SECTION 9. Amends Section 1301.009(b), Insurance Code, to require that the report include a statement of any waiver requests made and waivers of network adequacy standards granted under Section 1301.00565; any material deviation from network adequacy standards reported to TDI under Section 1301.0055; and any corrective actions, sanctions, or penalties assessed against the insurer by TDI for deficiencies related to the preferred provider benefit plan.

 

SECTION 10. Amends Subchapter B, Chapter 1301, Insurance Code, by adding Section 1301.0642, as follows:

 

Sec. 1301.0642. CONTRACT PROVISIONS ALLOWING CERTAIN ADVERSE MATERIAL CHANGES PROHIBITED. (a) Defines "adverse material change."

 

(b) Authorizes an adverse material change to a preferred provider contract to only be made during the term of the preferred provider contract with the mutual agreement of the parties.
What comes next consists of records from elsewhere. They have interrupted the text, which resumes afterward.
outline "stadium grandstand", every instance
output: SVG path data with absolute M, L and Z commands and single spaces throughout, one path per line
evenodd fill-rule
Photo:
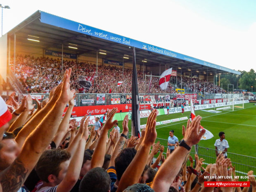
M 149 92 L 148 86 L 146 90 L 144 88 L 149 83 L 147 76 L 160 76 L 170 68 L 173 73 L 167 93 L 174 93 L 178 88 L 185 88 L 186 92 L 224 93 L 220 85 L 216 85 L 217 76 L 240 74 L 40 11 L 1 39 L 6 42 L 2 44 L 6 54 L 2 57 L 7 58 L 7 62 L 1 63 L 2 68 L 6 69 L 1 70 L 2 78 L 14 82 L 21 93 L 49 92 L 60 80 L 62 69 L 69 67 L 75 71 L 71 86 L 79 92 L 130 93 L 133 47 L 136 51 L 140 93 Z M 91 87 L 81 87 L 78 80 L 80 76 L 93 77 Z M 12 79 L 9 79 L 11 76 Z M 16 78 L 22 85 L 15 81 Z M 158 81 L 153 78 L 151 92 L 165 92 L 158 86 Z M 119 81 L 122 82 L 121 86 Z M 9 85 L 8 88 L 14 85 Z
M 239 71 L 39 10 L 0 47 L 0 192 L 256 192 Z

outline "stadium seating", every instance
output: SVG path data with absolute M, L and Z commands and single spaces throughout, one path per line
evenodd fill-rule
M 12 62 L 13 63 L 13 62 Z M 53 59 L 48 57 L 35 58 L 29 56 L 18 57 L 16 59 L 15 75 L 20 80 L 24 87 L 24 90 L 29 93 L 48 93 L 50 90 L 57 86 L 61 81 L 61 61 Z M 80 93 L 124 93 L 131 92 L 131 78 L 132 70 L 131 69 L 125 68 L 124 75 L 121 68 L 116 66 L 99 65 L 98 77 L 95 78 L 93 85 L 89 90 L 81 87 L 78 81 L 80 76 L 96 76 L 96 66 L 95 64 L 88 62 L 77 63 L 75 61 L 64 61 L 63 69 L 71 67 L 72 69 L 71 78 L 71 88 Z M 13 70 L 13 65 L 11 67 Z M 146 73 L 149 74 L 149 72 Z M 145 78 L 143 71 L 138 71 L 138 90 L 140 93 L 145 92 Z M 149 77 L 147 79 L 146 92 L 149 92 L 148 85 Z M 178 82 L 180 82 L 180 77 L 178 76 Z M 174 77 L 173 78 L 175 78 Z M 117 82 L 122 81 L 120 86 L 117 86 Z M 158 78 L 152 78 L 151 93 L 164 93 L 159 85 Z M 189 92 L 195 93 L 204 93 L 205 82 L 205 92 L 216 93 L 221 92 L 221 88 L 211 83 L 207 83 L 206 80 L 199 80 L 190 77 L 182 77 L 182 87 Z M 195 87 L 194 88 L 194 86 Z M 222 90 L 223 93 L 225 91 Z M 166 90 L 166 93 L 175 92 L 175 85 L 170 85 Z

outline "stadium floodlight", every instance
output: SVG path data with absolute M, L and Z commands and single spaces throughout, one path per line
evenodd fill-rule
M 28 40 L 31 40 L 31 41 L 36 41 L 36 42 L 40 42 L 40 41 L 39 40 L 36 40 L 36 39 L 29 39 L 28 38 L 27 39 Z
M 32 36 L 31 35 L 28 35 L 28 37 L 34 37 L 35 38 L 39 38 L 39 37 L 38 37 L 37 36 Z
M 69 47 L 71 48 L 71 49 L 77 49 L 77 47 L 71 47 L 71 46 L 69 46 Z
M 69 43 L 69 45 L 71 45 L 78 46 L 77 45 L 73 44 L 73 43 Z
M 0 4 L 0 7 L 2 7 L 2 9 L 10 9 L 10 7 L 8 5 L 5 5 L 5 7 Z

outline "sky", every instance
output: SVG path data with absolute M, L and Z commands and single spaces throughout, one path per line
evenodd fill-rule
M 2 0 L 5 33 L 37 10 L 232 69 L 256 71 L 255 0 Z

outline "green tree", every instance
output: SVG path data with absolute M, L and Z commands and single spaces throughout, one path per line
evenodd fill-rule
M 228 84 L 231 84 L 230 83 L 230 81 L 229 80 L 225 77 L 220 78 L 220 87 L 221 87 L 221 84 L 222 84 L 222 88 L 223 89 L 227 90 L 228 90 Z M 231 89 L 230 89 L 230 90 L 231 90 Z
M 248 91 L 251 90 L 251 86 L 253 86 L 254 90 L 256 85 L 256 75 L 255 72 L 251 69 L 248 72 L 243 73 L 241 78 L 239 80 L 239 87 L 241 89 L 247 90 Z

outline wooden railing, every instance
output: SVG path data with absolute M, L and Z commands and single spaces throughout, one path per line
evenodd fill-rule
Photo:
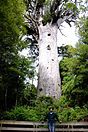
M 88 122 L 57 123 L 56 132 L 88 132 Z M 0 121 L 0 132 L 48 132 L 47 123 L 29 121 Z

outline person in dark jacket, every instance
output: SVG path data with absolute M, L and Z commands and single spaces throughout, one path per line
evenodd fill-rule
M 48 119 L 49 132 L 55 132 L 55 121 L 57 120 L 59 122 L 59 119 L 57 114 L 53 111 L 52 107 L 49 109 L 49 113 L 45 117 L 45 120 L 46 119 Z

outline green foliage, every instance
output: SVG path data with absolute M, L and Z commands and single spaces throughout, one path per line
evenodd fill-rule
M 36 110 L 31 107 L 26 106 L 18 106 L 15 109 L 11 109 L 11 111 L 7 111 L 3 116 L 6 120 L 27 120 L 27 121 L 37 121 L 38 116 L 36 114 Z
M 43 100 L 45 99 L 45 100 Z M 52 103 L 51 103 L 52 102 Z M 62 96 L 60 100 L 52 100 L 49 97 L 40 97 L 36 100 L 33 107 L 17 106 L 10 111 L 6 111 L 0 116 L 0 119 L 5 120 L 25 120 L 25 121 L 44 121 L 50 107 L 57 112 L 58 118 L 62 122 L 80 121 L 88 116 L 88 108 L 85 106 L 69 107 L 69 100 Z

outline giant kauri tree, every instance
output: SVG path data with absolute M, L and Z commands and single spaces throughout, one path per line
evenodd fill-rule
M 26 0 L 28 39 L 39 46 L 38 94 L 60 98 L 57 30 L 78 14 L 77 0 Z

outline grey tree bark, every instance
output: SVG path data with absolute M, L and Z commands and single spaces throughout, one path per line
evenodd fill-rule
M 61 96 L 61 81 L 57 53 L 57 26 L 39 26 L 38 94 L 54 98 Z

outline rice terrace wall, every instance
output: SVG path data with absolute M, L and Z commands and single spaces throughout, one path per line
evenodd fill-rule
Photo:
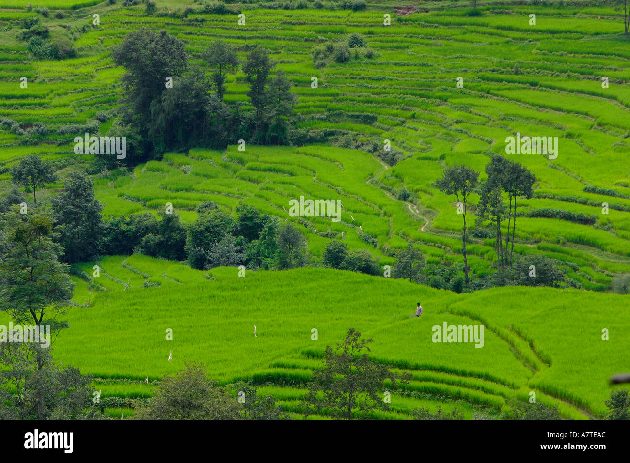
M 629 8 L 0 0 L 0 416 L 627 419 Z

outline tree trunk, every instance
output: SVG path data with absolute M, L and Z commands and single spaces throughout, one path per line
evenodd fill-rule
M 512 264 L 512 258 L 514 255 L 514 233 L 516 232 L 516 197 L 514 197 L 514 221 L 512 222 L 512 244 L 510 251 L 510 265 Z
M 466 276 L 466 284 L 470 283 L 468 278 L 468 258 L 466 256 L 466 200 L 464 200 L 464 232 L 462 234 L 462 253 L 464 254 L 464 274 Z
M 508 209 L 508 232 L 505 234 L 505 256 L 503 261 L 505 264 L 511 265 L 508 258 L 508 251 L 510 249 L 510 226 L 512 223 L 512 195 L 510 195 L 510 206 Z

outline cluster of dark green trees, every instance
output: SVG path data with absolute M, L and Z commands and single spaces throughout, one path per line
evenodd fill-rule
M 491 157 L 485 171 L 488 178 L 485 181 L 479 182 L 478 172 L 455 164 L 446 168 L 443 176 L 435 182 L 441 191 L 455 195 L 458 213 L 462 215 L 462 253 L 466 284 L 470 283 L 466 251 L 469 239 L 466 212 L 471 195 L 474 193 L 479 197 L 479 203 L 474 206 L 478 216 L 477 224 L 487 224 L 490 236 L 495 238 L 497 272 L 486 284 L 558 286 L 564 279 L 564 273 L 556 266 L 553 260 L 529 255 L 518 260 L 514 258 L 518 198 L 533 196 L 536 176 L 520 163 L 499 155 Z M 536 269 L 535 273 L 531 272 L 532 266 Z
M 197 208 L 197 219 L 188 226 L 175 212 L 161 212 L 159 219 L 149 213 L 106 219 L 92 182 L 79 171 L 67 176 L 62 190 L 50 198 L 49 209 L 48 203 L 35 201 L 38 190 L 57 180 L 50 163 L 30 155 L 16 164 L 11 173 L 17 186 L 32 190 L 33 201 L 27 205 L 14 188 L 0 203 L 3 210 L 21 204 L 29 214 L 50 216 L 54 241 L 61 250 L 57 255 L 64 263 L 139 252 L 186 261 L 200 270 L 239 265 L 249 270 L 285 270 L 319 265 L 308 254 L 306 239 L 299 228 L 249 205 L 239 204 L 235 219 L 212 202 L 202 203 Z M 379 273 L 378 262 L 369 252 L 349 251 L 338 241 L 328 243 L 322 263 L 370 275 Z
M 558 286 L 565 281 L 556 260 L 540 255 L 514 256 L 518 198 L 531 198 L 536 181 L 534 175 L 520 163 L 495 155 L 486 165 L 488 178 L 479 181 L 479 173 L 464 165 L 455 164 L 447 167 L 435 186 L 456 200 L 457 213 L 462 215 L 462 253 L 463 265 L 441 259 L 439 263 L 427 263 L 421 252 L 413 244 L 396 254 L 392 269 L 394 278 L 408 278 L 411 282 L 427 284 L 435 288 L 448 289 L 456 292 L 505 285 L 521 286 Z M 470 204 L 471 195 L 476 193 L 479 201 Z M 507 201 L 507 204 L 506 204 Z M 496 272 L 489 278 L 471 281 L 469 275 L 466 245 L 470 241 L 467 212 L 474 207 L 478 228 L 476 234 L 494 237 L 496 254 Z M 505 236 L 504 236 L 505 231 Z M 533 272 L 532 266 L 536 269 Z M 460 275 L 463 272 L 464 278 Z M 566 284 L 573 284 L 565 282 Z
M 227 72 L 241 64 L 236 50 L 220 40 L 202 54 L 211 74 L 188 62 L 184 43 L 164 31 L 141 29 L 128 34 L 112 52 L 122 77 L 122 106 L 108 136 L 127 137 L 123 159 L 97 155 L 98 168 L 133 166 L 160 159 L 167 151 L 193 146 L 224 148 L 239 140 L 258 144 L 290 142 L 289 118 L 296 101 L 291 83 L 268 52 L 247 47 L 243 63 L 246 94 L 252 109 L 242 102 L 224 100 Z

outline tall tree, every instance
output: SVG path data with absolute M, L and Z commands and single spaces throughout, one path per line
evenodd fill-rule
M 167 89 L 167 77 L 176 81 L 185 70 L 184 44 L 165 31 L 140 29 L 125 35 L 112 50 L 112 57 L 116 66 L 127 70 L 122 79 L 123 122 L 135 125 L 145 142 L 150 144 L 151 103 Z
M 624 14 L 624 31 L 628 35 L 630 27 L 630 0 L 612 0 L 615 9 L 621 10 Z
M 273 118 L 271 129 L 275 132 L 276 143 L 278 145 L 280 137 L 287 134 L 284 118 L 291 115 L 297 101 L 295 96 L 291 93 L 291 81 L 282 69 L 278 69 L 269 84 L 267 98 L 270 115 Z
M 486 166 L 488 172 L 488 166 Z M 493 225 L 496 233 L 495 250 L 496 251 L 497 265 L 501 271 L 505 265 L 503 255 L 503 243 L 501 236 L 501 224 L 505 218 L 505 205 L 501 195 L 501 187 L 493 186 L 491 182 L 484 182 L 479 190 L 479 202 L 478 222 L 490 220 Z
M 148 136 L 157 150 L 188 149 L 211 143 L 211 108 L 217 106 L 203 73 L 193 69 L 151 103 Z
M 279 229 L 277 217 L 271 217 L 265 222 L 259 235 L 256 250 L 260 258 L 260 266 L 265 270 L 270 270 L 277 263 Z
M 255 120 L 259 137 L 260 130 L 267 118 L 268 96 L 265 87 L 273 66 L 267 52 L 263 49 L 256 47 L 248 54 L 247 60 L 243 67 L 245 80 L 249 84 L 249 89 L 246 94 L 255 110 Z
M 54 241 L 53 219 L 48 212 L 23 215 L 16 208 L 2 214 L 3 243 L 0 255 L 0 311 L 18 324 L 32 323 L 52 333 L 67 326 L 57 317 L 65 313 L 74 283 L 59 262 L 62 248 Z M 44 367 L 42 349 L 35 348 L 38 370 Z M 44 418 L 43 391 L 37 394 L 38 415 Z
M 83 173 L 71 173 L 63 190 L 50 202 L 59 243 L 64 249 L 62 260 L 79 262 L 96 255 L 104 229 L 103 206 L 90 180 Z
M 438 189 L 447 195 L 455 195 L 457 203 L 462 205 L 464 228 L 462 232 L 462 246 L 464 254 L 464 273 L 466 284 L 470 283 L 468 277 L 468 258 L 466 254 L 466 207 L 470 194 L 474 191 L 479 178 L 479 173 L 466 166 L 457 164 L 444 169 L 444 176 L 435 181 Z
M 33 201 L 35 204 L 37 204 L 37 189 L 57 180 L 50 163 L 42 161 L 37 154 L 29 154 L 20 159 L 11 168 L 11 174 L 14 183 L 33 188 Z
M 331 268 L 343 268 L 343 261 L 348 255 L 348 245 L 338 239 L 326 243 L 322 254 L 322 263 Z
M 188 365 L 174 375 L 166 375 L 151 400 L 140 407 L 135 420 L 239 420 L 243 408 L 215 381 L 205 367 Z
M 216 88 L 217 98 L 223 101 L 226 80 L 224 70 L 227 67 L 232 69 L 238 66 L 238 56 L 234 48 L 222 40 L 215 40 L 203 55 L 203 59 L 212 67 L 219 68 L 212 73 L 212 81 Z
M 306 239 L 299 229 L 283 224 L 278 231 L 278 266 L 292 268 L 302 264 L 306 248 Z
M 505 236 L 505 261 L 507 265 L 512 265 L 516 232 L 517 200 L 520 196 L 528 198 L 533 196 L 532 188 L 536 179 L 520 163 L 510 161 L 502 156 L 494 157 L 490 164 L 489 181 L 494 185 L 500 185 L 508 195 L 508 229 Z
M 232 216 L 220 209 L 210 209 L 199 215 L 188 227 L 186 254 L 190 266 L 203 270 L 210 265 L 209 253 L 236 227 Z
M 409 278 L 409 281 L 420 283 L 421 271 L 425 266 L 422 253 L 413 244 L 409 243 L 407 248 L 398 253 L 394 263 L 393 276 L 395 278 Z
M 350 328 L 342 343 L 335 349 L 326 348 L 324 366 L 313 372 L 304 396 L 306 414 L 324 411 L 336 418 L 352 420 L 376 408 L 387 409 L 384 381 L 391 381 L 390 388 L 395 388 L 399 380 L 407 382 L 410 375 L 394 374 L 387 366 L 370 358 L 367 345 L 372 340 L 360 336 Z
Provides that a provision in a preferred provider contract that allows the insurer to unilaterally make an adverse material change during the term of the contract is void and unenforceable.

 

(c) Prohibits any adverse material change to the preferred provider contract from going into effect until the 120th day after the date the preferred provider affirmatively agrees to the adverse material change in writing.

 

(d) Requires that a proposed amendment by an insurer seeking an adverse material change to a preferred provider contract include notice that clearly and conspicuously states that a preferred provider is authorized to choose to not agree to the amendment and that the decision to not agree to the amendment is prohibited from affecting:

 

(1) the terms of the provider's existing contract with the insurer; or

 

(2) the provider's participation in other health plans or products.

 

(e) Provides that a preferred provider's failure to agree to an adverse material change to a preferred provider contract does not affect:

 

(1) the terms of the provider's existing contract with the insurer; or

 

(2) the provider's participation in other health care products or plans.

 

(f) Provides that an insurer's failure to include the notice described by Subsection (d) with the proposed amendment makes an otherwise agreed-to adverse material change void and unenforceable.

 

SECTION 11. (a) Makes application of the changes in law made by this Act prospective to January 1, 2024.

 

(b) Makes application of Section 1301.009(b), Insurance Code, as amended by this Act, prospective to October 1, 2024.

 

(c) Makes application of Section 1301.0642, Insurance Code, as added by this Act, prospective.

 

SECTION 12. Effective date: September 1, 2023.